Conference participants were treated to a busy social programme. A tour of Accra introduced delegates to the important monuments in the city, as well as to the skills required to haggle down a price at the fascinating artists' market. A superb conference dinner involved much drumming and dancing, both by the Ghana Dance Ensemble and by the delegates. After the close of the conference, a full day tour to the central region of Ghana was organised, which included an exhilarating canopy walk in the Kakum National Park, a thought-provoking tour of Elmina castle and some crocodiles!

[Kakum]Conference participants enjoying the canopy walk at Kakum National Park (photo: George Okyere Dwapanyin).

PCCr2 was organised by a dedicated local organising committee, and was run with the support of an endlessly energetic group of students. The meeting was busy and productive, and all participants will have returned home with memories of collegiality and excellent science, the echoes of drums and a fondness for tilapia!

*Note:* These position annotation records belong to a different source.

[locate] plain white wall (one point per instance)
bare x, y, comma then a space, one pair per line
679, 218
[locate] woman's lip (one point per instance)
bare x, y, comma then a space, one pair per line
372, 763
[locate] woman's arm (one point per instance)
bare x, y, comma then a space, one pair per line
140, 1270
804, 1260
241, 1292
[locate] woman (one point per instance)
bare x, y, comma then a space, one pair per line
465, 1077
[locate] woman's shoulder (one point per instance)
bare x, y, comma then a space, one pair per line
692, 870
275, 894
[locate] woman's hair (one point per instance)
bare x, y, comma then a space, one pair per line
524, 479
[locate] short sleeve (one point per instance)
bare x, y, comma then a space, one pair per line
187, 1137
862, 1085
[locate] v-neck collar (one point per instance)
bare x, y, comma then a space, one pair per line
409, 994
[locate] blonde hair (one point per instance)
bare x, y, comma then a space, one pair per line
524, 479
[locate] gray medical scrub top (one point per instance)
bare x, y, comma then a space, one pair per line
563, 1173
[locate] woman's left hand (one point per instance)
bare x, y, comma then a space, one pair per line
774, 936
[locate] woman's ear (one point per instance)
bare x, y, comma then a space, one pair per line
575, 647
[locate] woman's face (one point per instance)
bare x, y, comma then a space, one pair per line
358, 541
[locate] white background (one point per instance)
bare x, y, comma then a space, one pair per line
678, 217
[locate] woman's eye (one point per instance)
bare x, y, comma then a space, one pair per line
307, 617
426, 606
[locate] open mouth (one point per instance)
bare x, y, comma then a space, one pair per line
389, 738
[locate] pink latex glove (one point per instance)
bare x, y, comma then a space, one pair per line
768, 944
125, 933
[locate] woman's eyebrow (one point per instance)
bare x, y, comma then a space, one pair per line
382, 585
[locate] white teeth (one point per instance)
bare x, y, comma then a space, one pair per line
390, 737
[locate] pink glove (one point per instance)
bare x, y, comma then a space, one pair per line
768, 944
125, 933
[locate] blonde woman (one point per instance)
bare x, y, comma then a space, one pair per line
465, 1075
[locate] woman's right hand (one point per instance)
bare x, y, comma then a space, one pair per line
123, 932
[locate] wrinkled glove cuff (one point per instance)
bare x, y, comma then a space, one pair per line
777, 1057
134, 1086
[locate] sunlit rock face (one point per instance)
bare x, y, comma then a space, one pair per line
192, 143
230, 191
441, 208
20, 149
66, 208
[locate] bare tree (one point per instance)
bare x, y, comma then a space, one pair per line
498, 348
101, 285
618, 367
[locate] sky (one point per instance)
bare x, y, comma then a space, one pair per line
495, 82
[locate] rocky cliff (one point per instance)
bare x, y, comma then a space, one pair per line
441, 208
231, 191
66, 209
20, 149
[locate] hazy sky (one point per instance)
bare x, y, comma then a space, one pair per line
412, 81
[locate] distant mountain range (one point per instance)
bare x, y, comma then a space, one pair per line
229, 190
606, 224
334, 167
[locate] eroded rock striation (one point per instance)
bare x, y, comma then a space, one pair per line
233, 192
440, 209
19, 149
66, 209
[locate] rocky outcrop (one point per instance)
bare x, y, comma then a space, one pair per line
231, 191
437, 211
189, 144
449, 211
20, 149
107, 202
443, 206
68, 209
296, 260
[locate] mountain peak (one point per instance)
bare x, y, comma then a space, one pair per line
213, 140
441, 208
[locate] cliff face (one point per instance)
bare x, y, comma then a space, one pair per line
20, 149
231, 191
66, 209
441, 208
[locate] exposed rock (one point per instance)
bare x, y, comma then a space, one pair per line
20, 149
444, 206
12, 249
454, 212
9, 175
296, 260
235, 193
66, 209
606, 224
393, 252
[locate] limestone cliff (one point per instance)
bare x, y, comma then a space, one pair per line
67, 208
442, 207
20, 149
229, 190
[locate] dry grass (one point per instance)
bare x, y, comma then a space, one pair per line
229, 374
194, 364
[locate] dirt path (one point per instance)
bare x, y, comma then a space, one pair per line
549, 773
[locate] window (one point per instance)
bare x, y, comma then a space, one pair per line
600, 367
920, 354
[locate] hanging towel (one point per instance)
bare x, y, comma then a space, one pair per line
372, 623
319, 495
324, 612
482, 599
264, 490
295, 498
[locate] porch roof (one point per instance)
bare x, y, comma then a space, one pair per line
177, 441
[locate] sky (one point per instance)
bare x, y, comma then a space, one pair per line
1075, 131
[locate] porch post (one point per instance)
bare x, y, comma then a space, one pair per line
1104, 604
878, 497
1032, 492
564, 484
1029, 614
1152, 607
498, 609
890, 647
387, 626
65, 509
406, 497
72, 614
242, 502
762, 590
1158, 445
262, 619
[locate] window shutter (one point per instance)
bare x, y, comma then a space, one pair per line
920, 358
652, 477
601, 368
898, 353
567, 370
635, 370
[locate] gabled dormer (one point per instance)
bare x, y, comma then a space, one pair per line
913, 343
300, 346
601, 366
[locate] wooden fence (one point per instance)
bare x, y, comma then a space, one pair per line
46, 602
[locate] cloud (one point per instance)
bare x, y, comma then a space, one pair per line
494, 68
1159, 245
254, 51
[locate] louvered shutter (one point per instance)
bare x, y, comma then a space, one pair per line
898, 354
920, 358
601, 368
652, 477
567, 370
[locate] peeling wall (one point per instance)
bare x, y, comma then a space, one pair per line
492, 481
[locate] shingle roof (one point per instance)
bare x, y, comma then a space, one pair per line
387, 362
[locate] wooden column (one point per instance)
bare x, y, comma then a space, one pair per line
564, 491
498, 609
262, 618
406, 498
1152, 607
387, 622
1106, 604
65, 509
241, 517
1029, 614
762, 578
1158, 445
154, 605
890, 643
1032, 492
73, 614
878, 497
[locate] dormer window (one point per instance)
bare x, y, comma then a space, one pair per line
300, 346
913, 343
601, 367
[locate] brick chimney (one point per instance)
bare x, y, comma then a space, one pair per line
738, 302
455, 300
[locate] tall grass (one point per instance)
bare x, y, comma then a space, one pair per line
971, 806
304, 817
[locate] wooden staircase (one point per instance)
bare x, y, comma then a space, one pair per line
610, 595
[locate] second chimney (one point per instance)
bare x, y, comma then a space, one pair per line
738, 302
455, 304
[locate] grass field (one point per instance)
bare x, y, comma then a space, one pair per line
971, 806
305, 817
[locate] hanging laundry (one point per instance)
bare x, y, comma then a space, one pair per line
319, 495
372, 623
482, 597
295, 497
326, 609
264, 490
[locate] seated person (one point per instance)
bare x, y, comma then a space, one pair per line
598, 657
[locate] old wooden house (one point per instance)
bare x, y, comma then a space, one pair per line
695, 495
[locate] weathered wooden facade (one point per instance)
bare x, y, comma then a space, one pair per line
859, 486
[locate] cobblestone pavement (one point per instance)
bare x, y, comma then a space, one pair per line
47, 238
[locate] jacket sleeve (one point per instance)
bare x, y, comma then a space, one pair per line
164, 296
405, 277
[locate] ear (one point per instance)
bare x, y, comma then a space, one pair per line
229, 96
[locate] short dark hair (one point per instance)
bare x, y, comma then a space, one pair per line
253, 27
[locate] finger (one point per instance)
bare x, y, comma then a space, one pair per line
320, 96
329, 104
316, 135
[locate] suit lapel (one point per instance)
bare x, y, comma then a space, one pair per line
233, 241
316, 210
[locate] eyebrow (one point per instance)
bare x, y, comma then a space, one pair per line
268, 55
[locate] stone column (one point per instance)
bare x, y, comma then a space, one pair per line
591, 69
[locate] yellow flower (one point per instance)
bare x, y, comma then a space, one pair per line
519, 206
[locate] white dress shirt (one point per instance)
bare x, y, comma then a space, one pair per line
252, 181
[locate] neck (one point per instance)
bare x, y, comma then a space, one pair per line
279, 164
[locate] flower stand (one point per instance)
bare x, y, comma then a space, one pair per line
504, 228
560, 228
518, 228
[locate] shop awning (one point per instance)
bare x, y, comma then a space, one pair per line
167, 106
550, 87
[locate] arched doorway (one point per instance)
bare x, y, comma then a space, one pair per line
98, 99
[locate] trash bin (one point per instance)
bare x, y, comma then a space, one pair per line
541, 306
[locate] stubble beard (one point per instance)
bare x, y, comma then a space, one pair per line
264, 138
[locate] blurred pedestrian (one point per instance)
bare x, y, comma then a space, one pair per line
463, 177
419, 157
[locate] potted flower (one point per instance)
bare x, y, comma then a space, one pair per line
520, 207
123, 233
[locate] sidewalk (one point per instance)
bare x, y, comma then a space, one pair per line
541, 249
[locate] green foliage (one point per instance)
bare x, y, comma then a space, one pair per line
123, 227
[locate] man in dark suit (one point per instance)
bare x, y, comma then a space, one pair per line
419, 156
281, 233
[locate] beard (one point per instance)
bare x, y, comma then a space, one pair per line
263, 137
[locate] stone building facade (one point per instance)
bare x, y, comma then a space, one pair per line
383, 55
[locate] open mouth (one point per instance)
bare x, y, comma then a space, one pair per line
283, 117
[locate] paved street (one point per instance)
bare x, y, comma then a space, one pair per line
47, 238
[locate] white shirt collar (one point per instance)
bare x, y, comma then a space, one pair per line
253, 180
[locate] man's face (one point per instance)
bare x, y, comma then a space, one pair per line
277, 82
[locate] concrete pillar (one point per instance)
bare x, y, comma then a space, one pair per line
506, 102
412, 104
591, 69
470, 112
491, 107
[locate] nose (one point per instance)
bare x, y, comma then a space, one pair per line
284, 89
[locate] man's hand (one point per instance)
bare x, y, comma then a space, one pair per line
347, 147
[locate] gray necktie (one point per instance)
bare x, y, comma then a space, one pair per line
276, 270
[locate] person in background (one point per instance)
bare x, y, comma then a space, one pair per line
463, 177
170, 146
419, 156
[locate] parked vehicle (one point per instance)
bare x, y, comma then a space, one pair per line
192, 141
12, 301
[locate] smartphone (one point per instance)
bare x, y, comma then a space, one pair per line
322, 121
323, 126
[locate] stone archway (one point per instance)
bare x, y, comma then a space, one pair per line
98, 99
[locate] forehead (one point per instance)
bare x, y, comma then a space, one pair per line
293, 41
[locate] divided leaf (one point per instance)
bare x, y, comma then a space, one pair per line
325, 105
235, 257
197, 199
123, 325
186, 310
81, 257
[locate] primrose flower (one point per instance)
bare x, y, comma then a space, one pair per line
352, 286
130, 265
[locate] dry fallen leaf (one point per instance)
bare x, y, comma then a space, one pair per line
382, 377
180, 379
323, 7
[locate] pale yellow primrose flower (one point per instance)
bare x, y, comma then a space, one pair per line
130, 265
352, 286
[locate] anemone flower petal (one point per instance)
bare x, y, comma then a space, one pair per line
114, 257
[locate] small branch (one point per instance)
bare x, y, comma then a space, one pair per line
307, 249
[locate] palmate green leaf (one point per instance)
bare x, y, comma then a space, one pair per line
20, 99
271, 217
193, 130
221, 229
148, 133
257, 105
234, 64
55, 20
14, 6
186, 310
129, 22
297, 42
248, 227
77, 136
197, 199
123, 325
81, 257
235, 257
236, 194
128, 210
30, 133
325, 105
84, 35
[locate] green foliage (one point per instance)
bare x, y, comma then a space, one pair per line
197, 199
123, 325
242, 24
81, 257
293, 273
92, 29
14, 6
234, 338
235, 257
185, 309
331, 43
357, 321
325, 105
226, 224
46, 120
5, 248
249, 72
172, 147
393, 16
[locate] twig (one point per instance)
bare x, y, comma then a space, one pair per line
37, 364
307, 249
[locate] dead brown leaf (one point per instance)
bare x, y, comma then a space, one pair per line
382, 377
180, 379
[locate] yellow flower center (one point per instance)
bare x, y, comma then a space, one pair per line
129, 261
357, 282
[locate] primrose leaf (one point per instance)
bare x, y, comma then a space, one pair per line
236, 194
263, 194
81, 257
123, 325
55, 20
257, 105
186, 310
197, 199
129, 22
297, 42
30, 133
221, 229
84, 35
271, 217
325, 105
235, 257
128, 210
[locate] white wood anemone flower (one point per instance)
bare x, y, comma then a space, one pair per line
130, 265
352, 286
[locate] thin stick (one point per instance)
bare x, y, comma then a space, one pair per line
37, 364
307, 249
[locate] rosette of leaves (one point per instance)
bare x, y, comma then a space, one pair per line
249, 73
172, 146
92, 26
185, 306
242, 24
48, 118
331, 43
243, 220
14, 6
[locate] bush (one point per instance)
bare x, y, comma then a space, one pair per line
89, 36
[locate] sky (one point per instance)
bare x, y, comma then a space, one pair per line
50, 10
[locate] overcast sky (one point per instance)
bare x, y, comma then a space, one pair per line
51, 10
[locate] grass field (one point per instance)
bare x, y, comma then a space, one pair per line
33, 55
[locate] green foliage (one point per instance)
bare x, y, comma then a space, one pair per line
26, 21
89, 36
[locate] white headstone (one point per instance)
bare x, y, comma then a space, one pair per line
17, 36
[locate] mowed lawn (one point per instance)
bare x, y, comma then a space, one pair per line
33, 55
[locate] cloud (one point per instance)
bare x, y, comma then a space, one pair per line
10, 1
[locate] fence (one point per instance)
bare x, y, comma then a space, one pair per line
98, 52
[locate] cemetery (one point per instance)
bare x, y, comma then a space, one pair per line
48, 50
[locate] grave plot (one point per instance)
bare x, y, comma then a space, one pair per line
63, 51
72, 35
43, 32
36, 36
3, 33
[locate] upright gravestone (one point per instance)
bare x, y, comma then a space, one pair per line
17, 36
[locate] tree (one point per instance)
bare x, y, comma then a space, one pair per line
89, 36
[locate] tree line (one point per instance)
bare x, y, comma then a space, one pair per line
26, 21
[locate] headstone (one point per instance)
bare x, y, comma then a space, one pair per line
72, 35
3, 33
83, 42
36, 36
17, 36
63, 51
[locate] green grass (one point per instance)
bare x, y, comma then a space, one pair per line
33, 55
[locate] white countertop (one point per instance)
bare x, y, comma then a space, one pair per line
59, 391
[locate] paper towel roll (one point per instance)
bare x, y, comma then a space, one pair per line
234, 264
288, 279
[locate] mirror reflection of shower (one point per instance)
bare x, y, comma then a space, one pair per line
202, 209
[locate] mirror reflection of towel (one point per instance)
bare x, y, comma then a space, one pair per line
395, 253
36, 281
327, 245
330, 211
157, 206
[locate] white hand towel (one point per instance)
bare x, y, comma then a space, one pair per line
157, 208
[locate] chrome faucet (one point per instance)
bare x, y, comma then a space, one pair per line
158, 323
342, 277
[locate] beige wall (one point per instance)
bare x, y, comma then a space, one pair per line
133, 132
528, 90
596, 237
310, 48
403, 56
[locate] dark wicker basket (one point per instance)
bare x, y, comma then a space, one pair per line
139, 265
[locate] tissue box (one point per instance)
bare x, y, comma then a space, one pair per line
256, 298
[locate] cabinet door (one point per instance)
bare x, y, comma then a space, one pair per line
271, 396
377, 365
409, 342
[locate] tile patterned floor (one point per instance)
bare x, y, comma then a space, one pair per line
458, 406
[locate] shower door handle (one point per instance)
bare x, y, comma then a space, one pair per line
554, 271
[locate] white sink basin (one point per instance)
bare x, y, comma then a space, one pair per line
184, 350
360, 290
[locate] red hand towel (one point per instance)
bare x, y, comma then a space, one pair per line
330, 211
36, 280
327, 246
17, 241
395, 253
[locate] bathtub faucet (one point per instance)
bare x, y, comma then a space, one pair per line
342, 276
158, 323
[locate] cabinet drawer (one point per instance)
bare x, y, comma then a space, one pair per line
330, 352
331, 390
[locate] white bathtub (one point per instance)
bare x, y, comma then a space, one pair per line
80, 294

PCCr2 was a joint meeting with the second African Light Source meeting, and was held in partnership with the Ministry of Environment, Science, Technology and Innovation (MESTI) and the Ghana National Petroleum Company (GNPC). The joint meeting was under the auspices of the IUCr, the Executive Steering Committee of the African Crystallographic Association (AfCA), the United Nations Education, Scientific and Cultural Organization (UNESCO), International Atomic Energy Agency (IAEA), the Light Sources for Africa, Asia, Americas and the Middle East project (LAAAMP), and the African Academy of Sciences (AAS). We are grateful to all of our sponsors: MESTI, GNPC, Office of Research Innovation and Development-University of Ghana, Centre for Scientific and Industrial Research (CSIR-Ghana), Government of Benin, Bruker, UNESCO, International Centre for Theoretical Physics-LAAAMP, IUCr, the Royal Society of Chemistry, the Optical Society of America (OSA), Stellenbosch University, International Science Council (ISC), Elettra Sincrotrone Trieste, Diamond Light Source, Soleil synchrotron, XENOCS, Dectris, CCDC, STOE, British Crystallography Association (BCA), Italian Crystallography Association (AIC), French Crystallography Association (AFC), ECA, Société Française de Physique (SFP), ICDD, CrystEngComm, and the Universal Merchant Bank Ltd (UMB).

[Group]Participants at PCCr2/AfLS2, with the calling stick front centre.